Interested individuals and families can begin putting their names on the wait list as early as May 2014 by contacting a representative at FPI Management, Imagine Housing’s third-party management company.
Totem Lake Senior apartments
The Kirkland City Council recently approved a resolution that allocated $300,000 of Kirkland funds from the Fall 2012 ARCH Housing Trust Fund to Imagine Housing’s Totem Lake Senior Apartments project.
Although the funds exceeds the city’s budgeted amount of $291,000, the total includes funds that have been “recaptured” as loan repayments from previous projects, according to city documents.
The senior project will be located near Imagine Housing’s other affordable housing community Francis Village, which was completed in 2011. The senior apartments will break ground at the end of 2014 with expected completion in September 2015.
The project will provide low-income seniors, 62 years and older, with 95 affordable homes.

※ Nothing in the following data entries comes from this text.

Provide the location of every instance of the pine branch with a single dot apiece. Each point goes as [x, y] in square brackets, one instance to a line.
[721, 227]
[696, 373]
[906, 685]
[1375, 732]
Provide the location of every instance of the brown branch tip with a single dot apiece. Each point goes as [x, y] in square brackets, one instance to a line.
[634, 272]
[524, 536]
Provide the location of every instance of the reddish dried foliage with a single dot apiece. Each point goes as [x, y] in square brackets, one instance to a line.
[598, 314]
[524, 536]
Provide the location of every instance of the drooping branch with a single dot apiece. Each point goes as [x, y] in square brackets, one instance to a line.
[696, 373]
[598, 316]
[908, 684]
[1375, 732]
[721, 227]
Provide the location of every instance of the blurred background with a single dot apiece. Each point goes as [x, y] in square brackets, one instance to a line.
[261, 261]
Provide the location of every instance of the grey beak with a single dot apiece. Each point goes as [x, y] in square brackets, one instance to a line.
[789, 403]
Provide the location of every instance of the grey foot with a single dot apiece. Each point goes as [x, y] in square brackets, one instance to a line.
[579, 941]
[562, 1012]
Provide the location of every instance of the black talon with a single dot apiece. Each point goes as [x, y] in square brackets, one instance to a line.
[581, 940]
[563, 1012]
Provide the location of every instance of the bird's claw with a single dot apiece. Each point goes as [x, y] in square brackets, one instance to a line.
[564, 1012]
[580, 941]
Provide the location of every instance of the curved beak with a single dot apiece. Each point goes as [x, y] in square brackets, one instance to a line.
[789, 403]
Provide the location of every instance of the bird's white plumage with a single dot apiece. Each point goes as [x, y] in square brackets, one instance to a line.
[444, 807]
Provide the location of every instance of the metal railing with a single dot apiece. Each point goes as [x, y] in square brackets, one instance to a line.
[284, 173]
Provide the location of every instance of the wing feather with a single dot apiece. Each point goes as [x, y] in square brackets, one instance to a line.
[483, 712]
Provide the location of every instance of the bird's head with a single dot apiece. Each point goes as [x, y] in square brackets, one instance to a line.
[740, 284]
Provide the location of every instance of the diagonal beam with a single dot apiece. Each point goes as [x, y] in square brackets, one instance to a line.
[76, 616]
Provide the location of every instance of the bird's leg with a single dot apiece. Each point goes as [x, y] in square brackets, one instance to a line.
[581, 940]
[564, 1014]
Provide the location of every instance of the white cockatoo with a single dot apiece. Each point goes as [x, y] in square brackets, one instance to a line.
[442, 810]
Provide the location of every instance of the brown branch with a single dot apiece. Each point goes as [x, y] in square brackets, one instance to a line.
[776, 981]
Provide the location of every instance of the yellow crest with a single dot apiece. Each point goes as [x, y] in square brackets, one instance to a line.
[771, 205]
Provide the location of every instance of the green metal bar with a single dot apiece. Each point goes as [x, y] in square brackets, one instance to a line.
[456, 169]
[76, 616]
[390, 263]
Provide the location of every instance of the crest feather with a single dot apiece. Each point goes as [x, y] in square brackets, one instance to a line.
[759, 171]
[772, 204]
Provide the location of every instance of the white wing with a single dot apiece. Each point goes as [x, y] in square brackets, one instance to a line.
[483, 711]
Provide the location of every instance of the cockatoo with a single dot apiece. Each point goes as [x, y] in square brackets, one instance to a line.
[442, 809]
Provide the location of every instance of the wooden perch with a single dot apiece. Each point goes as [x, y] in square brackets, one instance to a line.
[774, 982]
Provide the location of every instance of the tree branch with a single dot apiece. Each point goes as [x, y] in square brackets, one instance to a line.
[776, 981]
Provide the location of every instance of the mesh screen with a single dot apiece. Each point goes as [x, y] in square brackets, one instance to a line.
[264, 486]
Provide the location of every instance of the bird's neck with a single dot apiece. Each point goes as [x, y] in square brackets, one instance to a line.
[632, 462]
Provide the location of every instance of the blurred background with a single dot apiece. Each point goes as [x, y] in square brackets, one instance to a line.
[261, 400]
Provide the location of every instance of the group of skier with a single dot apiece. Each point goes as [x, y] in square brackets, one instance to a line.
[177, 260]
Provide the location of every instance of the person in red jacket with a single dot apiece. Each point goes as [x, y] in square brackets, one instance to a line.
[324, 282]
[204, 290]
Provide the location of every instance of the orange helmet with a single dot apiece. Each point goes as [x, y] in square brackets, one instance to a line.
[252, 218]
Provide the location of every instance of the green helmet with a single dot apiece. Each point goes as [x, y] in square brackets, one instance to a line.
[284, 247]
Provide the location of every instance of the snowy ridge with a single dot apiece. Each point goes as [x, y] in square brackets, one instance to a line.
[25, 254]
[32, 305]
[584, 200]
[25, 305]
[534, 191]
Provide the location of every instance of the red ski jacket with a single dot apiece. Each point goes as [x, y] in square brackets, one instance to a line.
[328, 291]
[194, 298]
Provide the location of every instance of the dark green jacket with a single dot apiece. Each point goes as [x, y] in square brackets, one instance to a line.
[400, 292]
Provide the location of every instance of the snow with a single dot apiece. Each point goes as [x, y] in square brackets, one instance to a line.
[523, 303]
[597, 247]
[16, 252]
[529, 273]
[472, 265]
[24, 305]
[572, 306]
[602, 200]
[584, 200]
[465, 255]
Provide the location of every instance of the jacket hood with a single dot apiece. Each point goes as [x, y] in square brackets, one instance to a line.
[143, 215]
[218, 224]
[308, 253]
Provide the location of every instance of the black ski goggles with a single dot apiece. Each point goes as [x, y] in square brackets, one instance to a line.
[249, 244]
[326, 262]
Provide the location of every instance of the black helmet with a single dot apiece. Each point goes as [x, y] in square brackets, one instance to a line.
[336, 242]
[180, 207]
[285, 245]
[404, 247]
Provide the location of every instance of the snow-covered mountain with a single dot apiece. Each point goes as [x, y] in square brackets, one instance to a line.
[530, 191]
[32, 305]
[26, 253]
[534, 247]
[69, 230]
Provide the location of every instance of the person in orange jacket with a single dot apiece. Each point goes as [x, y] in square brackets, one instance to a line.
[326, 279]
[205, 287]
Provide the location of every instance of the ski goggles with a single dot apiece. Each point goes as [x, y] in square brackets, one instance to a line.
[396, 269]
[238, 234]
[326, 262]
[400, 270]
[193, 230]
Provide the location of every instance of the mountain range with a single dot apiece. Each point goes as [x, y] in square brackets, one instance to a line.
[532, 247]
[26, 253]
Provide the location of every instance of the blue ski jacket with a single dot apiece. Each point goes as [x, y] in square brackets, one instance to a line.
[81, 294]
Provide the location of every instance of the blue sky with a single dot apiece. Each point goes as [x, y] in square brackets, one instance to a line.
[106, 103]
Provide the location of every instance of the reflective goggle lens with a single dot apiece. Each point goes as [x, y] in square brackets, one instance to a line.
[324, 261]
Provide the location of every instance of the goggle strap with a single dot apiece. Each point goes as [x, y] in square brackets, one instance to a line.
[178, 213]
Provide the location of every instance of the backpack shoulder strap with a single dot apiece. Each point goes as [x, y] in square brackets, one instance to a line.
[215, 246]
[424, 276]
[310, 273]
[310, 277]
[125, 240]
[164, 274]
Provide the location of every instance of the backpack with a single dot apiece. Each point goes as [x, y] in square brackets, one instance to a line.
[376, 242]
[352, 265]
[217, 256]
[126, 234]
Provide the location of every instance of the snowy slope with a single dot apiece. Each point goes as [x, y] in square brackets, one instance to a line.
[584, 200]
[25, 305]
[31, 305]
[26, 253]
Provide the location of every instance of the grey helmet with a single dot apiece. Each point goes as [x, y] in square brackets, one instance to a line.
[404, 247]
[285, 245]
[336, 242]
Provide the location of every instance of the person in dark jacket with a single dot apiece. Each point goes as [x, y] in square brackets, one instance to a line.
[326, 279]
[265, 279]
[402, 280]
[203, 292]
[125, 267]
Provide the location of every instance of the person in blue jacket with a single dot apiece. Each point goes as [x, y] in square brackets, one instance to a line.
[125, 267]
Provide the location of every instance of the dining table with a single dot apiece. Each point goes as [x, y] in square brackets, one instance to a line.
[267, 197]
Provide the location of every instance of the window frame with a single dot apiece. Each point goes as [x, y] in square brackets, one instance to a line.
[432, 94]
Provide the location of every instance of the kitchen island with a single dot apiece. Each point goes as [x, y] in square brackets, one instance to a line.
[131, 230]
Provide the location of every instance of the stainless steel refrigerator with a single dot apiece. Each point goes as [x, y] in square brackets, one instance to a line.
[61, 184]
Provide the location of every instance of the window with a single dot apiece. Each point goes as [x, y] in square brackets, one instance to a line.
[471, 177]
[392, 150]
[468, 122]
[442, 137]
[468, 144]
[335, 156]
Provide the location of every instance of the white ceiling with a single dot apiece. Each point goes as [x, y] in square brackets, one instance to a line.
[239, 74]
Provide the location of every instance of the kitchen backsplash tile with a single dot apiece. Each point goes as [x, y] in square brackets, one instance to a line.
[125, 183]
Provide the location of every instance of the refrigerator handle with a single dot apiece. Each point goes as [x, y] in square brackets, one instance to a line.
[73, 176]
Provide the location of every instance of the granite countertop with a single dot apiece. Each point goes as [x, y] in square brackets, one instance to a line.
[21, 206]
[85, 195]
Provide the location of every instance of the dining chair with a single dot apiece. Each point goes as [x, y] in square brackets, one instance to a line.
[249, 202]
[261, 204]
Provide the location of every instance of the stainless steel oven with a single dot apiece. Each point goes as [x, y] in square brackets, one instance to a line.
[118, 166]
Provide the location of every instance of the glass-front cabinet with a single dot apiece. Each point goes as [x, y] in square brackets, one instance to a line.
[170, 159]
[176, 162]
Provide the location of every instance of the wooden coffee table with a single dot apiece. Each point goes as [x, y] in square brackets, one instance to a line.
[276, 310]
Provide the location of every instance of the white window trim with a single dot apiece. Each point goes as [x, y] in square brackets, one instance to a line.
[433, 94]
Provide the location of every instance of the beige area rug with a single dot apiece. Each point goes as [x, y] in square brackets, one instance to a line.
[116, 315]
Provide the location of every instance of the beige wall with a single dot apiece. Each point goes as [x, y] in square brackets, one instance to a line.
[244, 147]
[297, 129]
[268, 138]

Fifty-seven units will be available for seniors who earn 50 percent of the area median income, $30,800 for one person; 38 units for seniors who earn 30 percent of the area median income, $18,480 for one person; and 15 units will be dedicated to low income seniors who are transitioning out of homelessness.
“The need for affordable housing for seniors is rising as the population of seniors rises,” said Levine. “…Our two existing senior communities - Ellsworth House in Mercer Island and Kirkland Plaza in Kirkland - have long wait lists and very little turn over.”
Levine said by offering affordable senior housing, seniors are able to age in the community they’ve spent their life in, even on a fixed and limited income.
Rent will range from as low as $462 for a studio, to as high as $990 for a two bedroom. Studios will be 500 square feet, one bedrooms will be 600 square feet and a two bedroom will be 800 square feet.
Although seniors will have access to Francis Village’s services, such as adult classes, trainings, community meals, events and some light case management, the homes are meant to be for independent living and does not provide medical care.
Imagine Housing has received funds from cities all over the Eastside but is still in the process of securing the rest of its funding for the project. Levine said they will request $2.1 million from King County, $2.5 million from the Washington State Housing Trust Fund through the Department of Commerce, $12.5 from low income housing tax credit equity and they hope to secure a private loan of nearly $3 million.
“We are excited to have been awarded funds from the Eastside cities through ARCH to develop this important affordable housing community for seniors,” Levine said.
Interested seniors may put their name on the wait list in February 2015 and should contact a representative at FPI Management to do so.
The Totem Lake Senior Apartments will be Imagine Housing’s 14th affordable housing community on the Eastside.